Credit Suisse is acting as Sole Bookrunner and Joint Lead Manager and Societe Generale Corporate & Investment Banking is acting as Joint Lead Manager in the share placement.
This press release has been prepared solely for purposes of complying with the ad-hoc disclosure rules of SIX Swiss Exchange Ltd. and is for information only. It does not constitute an offer or invitation to sell, or a solicitation of an offer to buy shares in Barry Callebaut AG (the "Shares") in any jurisdiction, nor shall it (or any part of it) or the fact of its distribution, form the basis of, or be relied on in connection with, any contract therefore. The Shares will solely be offered by way of a private placement to selected qualified investors who do not purchase the Shares with the intention to distribute them to the public and without any public advertisement.

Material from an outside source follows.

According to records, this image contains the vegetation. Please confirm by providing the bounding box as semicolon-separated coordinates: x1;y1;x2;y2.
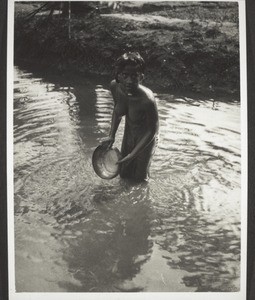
14;1;240;96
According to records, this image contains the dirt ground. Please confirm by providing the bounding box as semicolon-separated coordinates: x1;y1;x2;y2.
14;1;240;97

This press release does not constitute (i) an offering prospectus, and no securities will be offered directly or indirectly to the public, within the meaning of Art. 652a of the Swiss Code of Obligations, (ii) a listing prospectus within the meaning of the SIX Swiss Exchange Listing Rules, nor (iii) a prospectus within the meaning of the EC Directive 2003/71/EC of the European Parliament and of the Council dated November 4, 2003 (the "Prospectus Directive").

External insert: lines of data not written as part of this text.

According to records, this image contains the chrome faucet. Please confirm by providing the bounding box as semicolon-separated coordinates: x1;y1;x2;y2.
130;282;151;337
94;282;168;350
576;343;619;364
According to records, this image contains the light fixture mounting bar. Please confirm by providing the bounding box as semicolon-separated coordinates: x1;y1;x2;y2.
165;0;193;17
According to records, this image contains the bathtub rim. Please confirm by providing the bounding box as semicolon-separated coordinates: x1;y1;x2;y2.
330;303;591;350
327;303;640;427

The shares that are the subject of the placement are not being offered or sold to any person in the United Kingdom, other than to qualified investors as defined in Section 86(7) of the Financial Services and Markets Act 2000, being persons falling within Article 2.1(E)(i), (ii) or (iii) of Directive 2003/71/EC of the European Parliament and of the Council dated 4 November 2003 (Prospectus Directive), which includes legal entities which are regulated by the Financial Services Authority and entities which are not so regulated whose corporate purpose is solely to invest in securities and who also fall within the definition of "Investment Professionals" in Article 19(5) of the Financial Services and Markets Act 2000 (Financial Promotions) Order 2005 (the "FPO") and high net worth entities falling within Article 49(2)(a) to (d) of the FPO.
IN ADDITION, THE SECURITIES REFERENCED HEREIN HAVE NOT BEEN AND ARE NOT INTENDED TO BE REGISTERED UNDER THE US SECURITIES ACT OF 1933, AS AMENDED, AND MAY NOT BE OFFERED OR SOLD IN THE UNITED STATES ABSENT REGISTRATION UNDER THAT ACT OR AN AVAILABLE EXEMPTION FROM REGISTRATION REQUIREMENTS UNDER THAT ACT.

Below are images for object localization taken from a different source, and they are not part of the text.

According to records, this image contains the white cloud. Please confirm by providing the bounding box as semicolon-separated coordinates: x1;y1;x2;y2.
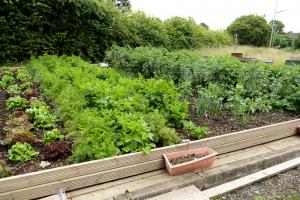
130;0;300;32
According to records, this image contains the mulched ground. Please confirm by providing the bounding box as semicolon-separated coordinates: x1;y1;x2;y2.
216;167;300;200
0;84;67;176
189;109;300;138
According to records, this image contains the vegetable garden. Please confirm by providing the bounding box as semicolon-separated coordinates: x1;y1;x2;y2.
0;48;299;177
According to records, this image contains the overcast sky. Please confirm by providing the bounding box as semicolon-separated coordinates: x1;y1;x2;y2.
130;0;300;33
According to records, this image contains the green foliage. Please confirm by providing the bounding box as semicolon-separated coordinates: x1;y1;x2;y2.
182;120;210;139
294;34;300;49
5;96;28;110
164;17;232;49
16;69;32;81
273;34;291;48
42;129;64;144
8;142;39;162
227;15;272;46
0;0;120;63
196;84;224;117
106;46;300;119
269;19;285;33
26;100;56;129
1;1;232;63
1;75;14;84
0;81;6;89
0;161;10;178
6;84;21;94
20;81;33;90
28;55;194;162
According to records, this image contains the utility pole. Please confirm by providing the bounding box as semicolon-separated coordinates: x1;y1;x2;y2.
269;0;278;48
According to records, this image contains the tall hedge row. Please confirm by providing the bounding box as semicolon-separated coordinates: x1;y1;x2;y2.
0;0;233;64
0;0;119;63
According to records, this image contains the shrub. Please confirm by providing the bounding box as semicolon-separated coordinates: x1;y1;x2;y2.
26;100;56;129
0;0;120;63
42;129;64;144
8;142;39;162
106;46;300;118
5;96;28;110
227;15;271;46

With annual sales of about CHF 4.8 billion (EUR 4.0 billion / USD 5.2 billion) in fiscal year 2011/12, Zurich-based Barry Callebaut is the world’s leading manufacturer of high-quality cocoa and chocolate – from the cocoa bean to the finest chocolate product. Barry Callebaut operates out of 30 countries, runs more than 45 production facilities and employs a diverse and dedicated workforce of about 6,000 people. Barry Callebaut serves the entire food industry focusing on industrial food manufacturers, artisans and professional users of chocolate (such as chocolatiers, pastry chefs or bakers), the latter with its two global brands Callebaut® and Cacao Barry®. Barry Callebaut is the global leader in cocoa and chocolate innovations and provides a comprehensive range of services in the fields of product development, processing, training and marketing. Cost leadership is another important reason why global as well as local food manufacturers work together with Barry Callebaut. Through its Cocoa Horizons initiative and research activities, the company engages with farmers, farmer organizations and other partners to help ensure future supplies of cocoa and improve farmer livelihoods.